Dans les profondeurs allouées, les maillages, les retournements, il incite au dépassement de la gestuelle. Thomas Giraud cherche à comprendre le triptyque de Bas Jan Ader. Lui, qui aimait chuter, l'ange volant frôlant la terre. L'eau matrice, prouver à soi-même que tout peut se rassembler de nouveau. Fragile et tenace, blessé et vaillant, manichéen sublime.
« Tu as frissonné en sentant que l'océan n'était peut-être pas seul à ce moment-là, que le fantôme aussi t'avait soulevé, aidé un peu. »
Son père écueil, ressac, fusillé en 1944, serait-il de la quête ? le surpassement ? La chute libre ?
Les croisements sont initiatiques. Les voyages artistiques jusqu'au boutisme des épreuves.
« Des fiertés sottes et secrètes qui rendent certaines fragilités royales. Ça devait arriver et tu attendais. Tu t'entraînes un peu n'importe comment au départ avec des intuitions de funambule. »

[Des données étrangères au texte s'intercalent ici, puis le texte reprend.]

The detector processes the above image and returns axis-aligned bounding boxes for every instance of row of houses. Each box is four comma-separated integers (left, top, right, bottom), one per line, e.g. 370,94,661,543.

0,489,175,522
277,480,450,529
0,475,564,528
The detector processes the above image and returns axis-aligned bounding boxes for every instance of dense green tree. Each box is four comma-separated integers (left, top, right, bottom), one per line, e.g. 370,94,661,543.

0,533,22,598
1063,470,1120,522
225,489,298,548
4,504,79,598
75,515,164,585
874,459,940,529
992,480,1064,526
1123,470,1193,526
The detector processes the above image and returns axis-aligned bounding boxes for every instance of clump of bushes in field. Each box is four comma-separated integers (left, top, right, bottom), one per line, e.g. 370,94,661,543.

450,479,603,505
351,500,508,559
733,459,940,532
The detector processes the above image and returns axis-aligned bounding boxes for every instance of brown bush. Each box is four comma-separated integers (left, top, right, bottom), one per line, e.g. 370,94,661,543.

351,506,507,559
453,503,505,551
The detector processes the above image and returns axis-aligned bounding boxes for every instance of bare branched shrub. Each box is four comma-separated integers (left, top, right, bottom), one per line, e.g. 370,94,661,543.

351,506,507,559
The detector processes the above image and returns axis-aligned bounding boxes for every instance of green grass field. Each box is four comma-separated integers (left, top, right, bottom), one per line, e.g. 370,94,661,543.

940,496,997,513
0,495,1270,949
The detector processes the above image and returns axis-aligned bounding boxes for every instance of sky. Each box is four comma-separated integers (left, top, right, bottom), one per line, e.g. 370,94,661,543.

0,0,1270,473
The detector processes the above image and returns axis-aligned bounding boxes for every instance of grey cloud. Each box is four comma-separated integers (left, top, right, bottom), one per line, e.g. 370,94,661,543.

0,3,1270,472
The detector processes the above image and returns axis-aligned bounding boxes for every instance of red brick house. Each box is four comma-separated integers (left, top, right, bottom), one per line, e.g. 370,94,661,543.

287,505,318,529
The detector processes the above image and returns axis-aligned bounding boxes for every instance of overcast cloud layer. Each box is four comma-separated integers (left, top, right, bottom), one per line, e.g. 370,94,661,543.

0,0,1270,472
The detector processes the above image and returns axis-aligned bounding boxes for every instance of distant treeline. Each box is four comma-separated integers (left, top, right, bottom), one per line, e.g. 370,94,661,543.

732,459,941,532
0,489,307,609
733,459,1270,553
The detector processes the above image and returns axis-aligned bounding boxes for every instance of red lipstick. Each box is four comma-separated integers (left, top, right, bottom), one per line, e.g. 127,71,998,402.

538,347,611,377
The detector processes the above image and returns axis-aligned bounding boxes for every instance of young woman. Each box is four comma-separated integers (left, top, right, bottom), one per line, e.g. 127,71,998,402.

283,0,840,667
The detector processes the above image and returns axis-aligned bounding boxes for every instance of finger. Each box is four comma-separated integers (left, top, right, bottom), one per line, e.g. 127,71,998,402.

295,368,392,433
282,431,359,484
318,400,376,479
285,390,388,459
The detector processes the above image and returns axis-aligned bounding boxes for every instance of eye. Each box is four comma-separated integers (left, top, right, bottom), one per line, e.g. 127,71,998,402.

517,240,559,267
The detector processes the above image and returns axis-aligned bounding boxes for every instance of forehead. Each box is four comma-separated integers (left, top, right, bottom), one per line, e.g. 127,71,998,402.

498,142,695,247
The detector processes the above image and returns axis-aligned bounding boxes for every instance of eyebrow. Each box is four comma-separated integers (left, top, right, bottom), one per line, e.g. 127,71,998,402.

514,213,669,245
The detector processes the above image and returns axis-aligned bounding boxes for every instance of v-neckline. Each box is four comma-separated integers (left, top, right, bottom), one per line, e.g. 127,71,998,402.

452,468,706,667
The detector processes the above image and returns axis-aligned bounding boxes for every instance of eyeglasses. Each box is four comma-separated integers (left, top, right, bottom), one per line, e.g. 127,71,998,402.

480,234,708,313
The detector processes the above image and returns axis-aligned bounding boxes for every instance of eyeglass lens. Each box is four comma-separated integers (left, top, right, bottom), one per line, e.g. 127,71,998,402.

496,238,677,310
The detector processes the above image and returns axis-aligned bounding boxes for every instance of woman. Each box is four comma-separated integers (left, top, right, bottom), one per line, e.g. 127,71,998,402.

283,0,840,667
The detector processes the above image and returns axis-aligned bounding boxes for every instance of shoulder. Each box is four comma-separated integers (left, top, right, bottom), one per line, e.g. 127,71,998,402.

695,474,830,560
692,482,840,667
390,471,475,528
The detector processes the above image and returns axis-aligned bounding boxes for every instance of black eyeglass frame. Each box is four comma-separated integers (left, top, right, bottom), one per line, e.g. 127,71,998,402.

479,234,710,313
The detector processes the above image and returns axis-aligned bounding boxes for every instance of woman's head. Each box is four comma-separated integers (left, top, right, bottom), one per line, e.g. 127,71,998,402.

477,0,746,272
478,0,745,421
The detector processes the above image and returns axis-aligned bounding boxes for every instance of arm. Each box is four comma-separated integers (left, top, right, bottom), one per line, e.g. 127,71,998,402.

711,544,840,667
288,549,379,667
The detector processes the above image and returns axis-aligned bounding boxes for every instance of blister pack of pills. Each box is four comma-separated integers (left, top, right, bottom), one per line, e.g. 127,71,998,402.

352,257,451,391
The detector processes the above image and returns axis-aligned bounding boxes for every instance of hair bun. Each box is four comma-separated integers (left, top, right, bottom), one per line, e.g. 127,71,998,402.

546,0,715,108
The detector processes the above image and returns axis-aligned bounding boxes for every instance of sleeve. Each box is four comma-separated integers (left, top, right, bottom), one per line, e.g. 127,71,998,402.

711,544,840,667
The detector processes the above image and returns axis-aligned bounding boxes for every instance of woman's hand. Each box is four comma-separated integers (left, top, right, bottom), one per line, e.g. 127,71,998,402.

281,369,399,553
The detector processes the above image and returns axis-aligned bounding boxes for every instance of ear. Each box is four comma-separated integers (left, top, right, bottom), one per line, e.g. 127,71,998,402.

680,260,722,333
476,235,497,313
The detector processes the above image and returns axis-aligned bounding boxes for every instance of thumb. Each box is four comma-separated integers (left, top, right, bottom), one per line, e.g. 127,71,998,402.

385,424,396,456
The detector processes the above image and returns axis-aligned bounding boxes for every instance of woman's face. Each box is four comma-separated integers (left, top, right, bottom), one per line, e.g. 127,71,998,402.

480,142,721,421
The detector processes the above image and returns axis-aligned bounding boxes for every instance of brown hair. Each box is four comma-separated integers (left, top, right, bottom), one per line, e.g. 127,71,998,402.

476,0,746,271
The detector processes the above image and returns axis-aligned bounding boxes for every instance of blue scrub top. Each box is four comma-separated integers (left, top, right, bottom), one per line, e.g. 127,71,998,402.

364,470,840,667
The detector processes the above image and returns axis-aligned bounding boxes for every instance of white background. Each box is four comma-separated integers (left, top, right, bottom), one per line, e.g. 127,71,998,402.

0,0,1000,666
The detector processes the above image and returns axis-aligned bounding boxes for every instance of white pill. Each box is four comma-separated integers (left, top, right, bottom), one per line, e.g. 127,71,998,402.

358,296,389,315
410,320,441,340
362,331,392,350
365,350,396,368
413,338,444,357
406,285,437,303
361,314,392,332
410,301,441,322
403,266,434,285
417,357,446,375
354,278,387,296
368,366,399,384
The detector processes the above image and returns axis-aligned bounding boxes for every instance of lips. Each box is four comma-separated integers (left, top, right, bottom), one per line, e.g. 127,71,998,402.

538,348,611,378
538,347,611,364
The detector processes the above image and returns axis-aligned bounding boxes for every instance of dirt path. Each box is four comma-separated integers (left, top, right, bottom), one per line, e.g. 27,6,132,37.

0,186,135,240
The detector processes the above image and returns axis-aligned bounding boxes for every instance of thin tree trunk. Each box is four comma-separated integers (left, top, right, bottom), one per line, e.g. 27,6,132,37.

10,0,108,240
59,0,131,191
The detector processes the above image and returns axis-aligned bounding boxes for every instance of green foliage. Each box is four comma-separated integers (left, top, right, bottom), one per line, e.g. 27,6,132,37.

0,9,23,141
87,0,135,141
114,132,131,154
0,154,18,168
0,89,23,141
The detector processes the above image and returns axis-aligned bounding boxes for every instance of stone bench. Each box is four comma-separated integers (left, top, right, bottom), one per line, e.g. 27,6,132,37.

Cet hymne est l'épiphanie, la reconquête des forces altières. Un chant à tu, la gloire à l'artiste, des photographies que Sue (sa femme) accroche au fronton des horizons.
« Tu n'attends ni une main miraculeuse qui fasse taire le vent et les creux de la mer, ni la proximité d'un navire où tu pourrais être recueilli. »

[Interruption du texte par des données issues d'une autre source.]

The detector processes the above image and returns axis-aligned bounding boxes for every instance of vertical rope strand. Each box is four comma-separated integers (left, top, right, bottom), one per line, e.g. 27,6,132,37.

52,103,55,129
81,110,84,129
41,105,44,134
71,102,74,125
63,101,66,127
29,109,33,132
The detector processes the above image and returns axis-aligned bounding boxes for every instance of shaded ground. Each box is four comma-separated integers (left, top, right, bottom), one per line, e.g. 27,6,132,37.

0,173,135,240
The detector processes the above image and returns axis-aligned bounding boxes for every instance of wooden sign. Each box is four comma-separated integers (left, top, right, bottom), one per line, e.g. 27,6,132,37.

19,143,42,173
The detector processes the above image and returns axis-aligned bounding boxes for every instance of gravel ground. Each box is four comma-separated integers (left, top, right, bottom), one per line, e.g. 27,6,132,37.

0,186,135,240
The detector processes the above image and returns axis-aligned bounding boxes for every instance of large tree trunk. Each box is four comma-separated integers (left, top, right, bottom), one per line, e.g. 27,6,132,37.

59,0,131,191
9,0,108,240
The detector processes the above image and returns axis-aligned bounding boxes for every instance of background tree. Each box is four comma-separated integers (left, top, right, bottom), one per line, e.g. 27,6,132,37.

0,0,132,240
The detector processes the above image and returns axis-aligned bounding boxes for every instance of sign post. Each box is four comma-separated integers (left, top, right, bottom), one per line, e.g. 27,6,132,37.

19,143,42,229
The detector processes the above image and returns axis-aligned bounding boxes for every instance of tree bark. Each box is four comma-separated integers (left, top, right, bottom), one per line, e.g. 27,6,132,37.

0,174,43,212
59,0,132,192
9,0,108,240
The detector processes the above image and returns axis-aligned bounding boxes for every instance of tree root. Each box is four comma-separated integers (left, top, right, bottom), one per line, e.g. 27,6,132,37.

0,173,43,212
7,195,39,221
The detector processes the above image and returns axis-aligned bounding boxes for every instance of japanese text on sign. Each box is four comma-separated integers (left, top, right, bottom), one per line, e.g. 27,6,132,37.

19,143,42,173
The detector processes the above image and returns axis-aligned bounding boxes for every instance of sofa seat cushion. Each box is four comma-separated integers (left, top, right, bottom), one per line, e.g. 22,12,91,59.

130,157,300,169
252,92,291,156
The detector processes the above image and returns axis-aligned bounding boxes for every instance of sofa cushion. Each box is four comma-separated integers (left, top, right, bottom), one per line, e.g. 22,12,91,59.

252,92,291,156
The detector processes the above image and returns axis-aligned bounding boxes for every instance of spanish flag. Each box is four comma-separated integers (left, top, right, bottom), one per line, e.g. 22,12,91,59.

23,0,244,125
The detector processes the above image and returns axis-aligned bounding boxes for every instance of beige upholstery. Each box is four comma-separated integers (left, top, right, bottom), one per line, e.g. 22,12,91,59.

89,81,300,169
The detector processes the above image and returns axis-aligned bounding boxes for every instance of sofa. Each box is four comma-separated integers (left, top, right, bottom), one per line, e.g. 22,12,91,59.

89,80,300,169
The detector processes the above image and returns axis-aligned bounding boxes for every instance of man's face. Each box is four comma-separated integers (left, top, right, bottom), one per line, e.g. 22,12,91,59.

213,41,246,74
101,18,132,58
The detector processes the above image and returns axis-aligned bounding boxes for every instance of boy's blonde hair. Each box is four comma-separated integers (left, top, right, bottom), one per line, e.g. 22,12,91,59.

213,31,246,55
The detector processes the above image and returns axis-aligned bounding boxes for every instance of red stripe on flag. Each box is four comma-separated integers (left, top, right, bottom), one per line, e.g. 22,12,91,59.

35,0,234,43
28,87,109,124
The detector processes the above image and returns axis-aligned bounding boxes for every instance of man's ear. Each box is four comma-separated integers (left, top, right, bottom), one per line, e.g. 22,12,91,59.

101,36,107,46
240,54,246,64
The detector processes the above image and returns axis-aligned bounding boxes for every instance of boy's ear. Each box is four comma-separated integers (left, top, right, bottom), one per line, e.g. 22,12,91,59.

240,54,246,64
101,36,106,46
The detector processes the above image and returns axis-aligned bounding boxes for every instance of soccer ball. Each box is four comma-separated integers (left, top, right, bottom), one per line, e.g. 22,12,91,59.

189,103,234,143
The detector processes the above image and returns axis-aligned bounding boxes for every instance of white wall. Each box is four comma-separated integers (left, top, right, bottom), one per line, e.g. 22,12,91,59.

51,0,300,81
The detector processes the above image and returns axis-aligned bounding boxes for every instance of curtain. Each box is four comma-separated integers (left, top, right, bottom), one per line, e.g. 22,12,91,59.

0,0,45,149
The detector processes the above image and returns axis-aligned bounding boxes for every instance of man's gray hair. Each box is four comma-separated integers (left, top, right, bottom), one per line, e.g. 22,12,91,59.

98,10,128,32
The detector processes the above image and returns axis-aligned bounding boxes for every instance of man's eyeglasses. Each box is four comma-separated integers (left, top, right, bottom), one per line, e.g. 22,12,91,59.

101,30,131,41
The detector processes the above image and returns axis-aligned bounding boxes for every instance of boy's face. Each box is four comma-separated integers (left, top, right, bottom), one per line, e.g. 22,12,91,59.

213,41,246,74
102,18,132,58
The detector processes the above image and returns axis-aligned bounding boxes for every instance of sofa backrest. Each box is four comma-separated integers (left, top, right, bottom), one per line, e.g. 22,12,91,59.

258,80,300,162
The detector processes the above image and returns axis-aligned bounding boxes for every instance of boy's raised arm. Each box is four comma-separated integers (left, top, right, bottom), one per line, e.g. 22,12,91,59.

« Tu appelles pour retrouver en toi, en dessous, enfouis par les années, une impression, un souvenir, un écho. »
Cynique à l'instar de Diogène, libre, immensément libre, possédé par le père tombé à terre, Bas Jan Ader est « Jonathan Livingston le goéland. »
Thomas Giraud relève les barrières. Il pourvoit à l'artiste, à l'homme. Il rassemble l'épars, les déambulations marquantes, un être blessé dans sa chair. L'aérien des chutes, les tracés atypiques et leurs significations. Rien n'est hasard. Ici, Thomas Giraud devine le crucial de se qui doit être prononcé à tu et à je sans fausse route aucune. Ici, tout est alliance et génie. Ce récit-mémoriel est le piédestal littéraire. Humble, précieux et grave. Prenez soin de la dernière page où Bas Jan Ader est de face ou de dos , on ne sait pas. Lisez alors les cheminements de ce grand livre. le souffle reprend et c'est bien.
« Que fais-tu de ces brides, de ces bouts de souvenirs anciens qui ne sont pas les tiens, de cette somme qui fait une histoire dont tout le monde parle, qui prend beaucoup de place ? Tu sens bien que tu ne peux pas faire sans. »
Dans la collection sentinelle : "une attention particulière aux histoires et parcours singuliers de gens, lieux, mouvements sociaux et culturels". "Avec Bas Jan Ader" est publié par les majeures Éditions La Contre Allée.